Necesitamos descubrir qué puede ayudarnos, no sólo una vez, sino todas las veces que la desproporción y la fragilidad nos abocan al escepticismo. Si atendemos a la experiencia del amor, sólo el encuentro gratuito con la presencia buena de un tú hace renacer el yo, por muy violento o ausente de sí mismo que esté. La desproporción no la vencemos por nuestras propias fuerzas, sino por el don de una presencia buena, que nos da gratis lo que deseamos y no alcanzamos. La prueba es que nos pacificamos sólo cuando otro nos quiere. Si esa Presencia es el Bien infinito hecho carne, el encuentro con personas que la testimonian cambia la vida incluso allí donde parecía que ya no había nada que hacer, que todo intento ulterior sólo podría empeorar las cosas. Si a estas alturas de la vida no nos hemos replegado hacia posiciones menores, cada vez más inseguras y confusas, sino que seguimos expectantes ante lo que la realidad nos promete cada mañana es por este don; gracias a él podemos salir de la abstracción utópica en que caemos tantas veces, y convertirnos en protagonistas de la propia vida y de la historia.

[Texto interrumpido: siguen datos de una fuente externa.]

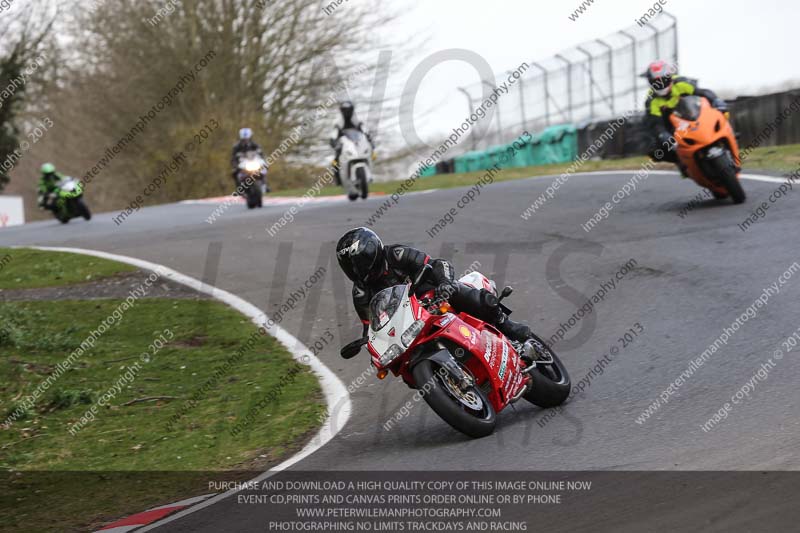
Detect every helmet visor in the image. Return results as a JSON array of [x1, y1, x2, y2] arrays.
[[337, 238, 382, 283], [650, 76, 672, 97]]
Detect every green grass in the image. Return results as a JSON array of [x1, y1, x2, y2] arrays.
[[740, 143, 800, 174], [0, 248, 137, 290], [271, 142, 800, 198], [0, 250, 325, 531]]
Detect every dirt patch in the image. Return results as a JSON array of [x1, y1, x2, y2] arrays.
[[0, 270, 209, 302], [172, 335, 209, 348]]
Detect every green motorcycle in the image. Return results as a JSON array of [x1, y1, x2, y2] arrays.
[[47, 177, 92, 224]]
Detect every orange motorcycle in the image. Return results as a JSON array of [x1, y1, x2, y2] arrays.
[[668, 95, 746, 204]]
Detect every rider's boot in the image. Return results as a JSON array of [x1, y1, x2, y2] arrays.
[[496, 314, 533, 344], [332, 159, 342, 186]]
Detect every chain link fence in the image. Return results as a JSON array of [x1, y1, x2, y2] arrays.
[[458, 13, 678, 151]]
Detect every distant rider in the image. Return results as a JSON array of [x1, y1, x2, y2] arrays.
[[37, 163, 63, 211], [643, 60, 729, 174], [231, 127, 267, 189], [335, 228, 533, 359], [330, 101, 374, 185]]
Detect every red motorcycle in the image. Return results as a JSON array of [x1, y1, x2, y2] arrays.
[[342, 267, 571, 438]]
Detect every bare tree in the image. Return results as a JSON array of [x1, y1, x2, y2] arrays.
[[0, 2, 59, 195], [30, 0, 397, 212]]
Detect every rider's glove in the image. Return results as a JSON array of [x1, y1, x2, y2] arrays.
[[657, 132, 677, 152], [712, 98, 729, 113]]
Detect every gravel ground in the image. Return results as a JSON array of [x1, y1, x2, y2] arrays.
[[0, 270, 208, 302]]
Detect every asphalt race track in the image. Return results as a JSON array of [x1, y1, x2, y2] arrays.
[[3, 170, 800, 531]]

Junto a la desproporción, nos paraliza la fragilidad de nuestro mal. De ahí que necesitemos que otro nos perdone. «No hay paz sin justicia, no hay justicia sin perdón»: la reconciliación consigo mismo y con el otro se da por el perdón. Cuando hay perdón se puede abrazar lo distinto, a quien es inevitablemente distinto de nosotros por su cultura o situación concreta, para buscar juntos soluciones pacíficas a los conflictos, de cualquier género que sean. Nunca como ahora necesitamos del perdón, en cuanto fuente de reconciliación, justicia y paz, para que cicactricen las heridas que causa la guerra, allí y aquí.

En la educación al seguimiento de personas vivas y de su testimonio se concentra nuestra contribución a la paz aquí y ahora.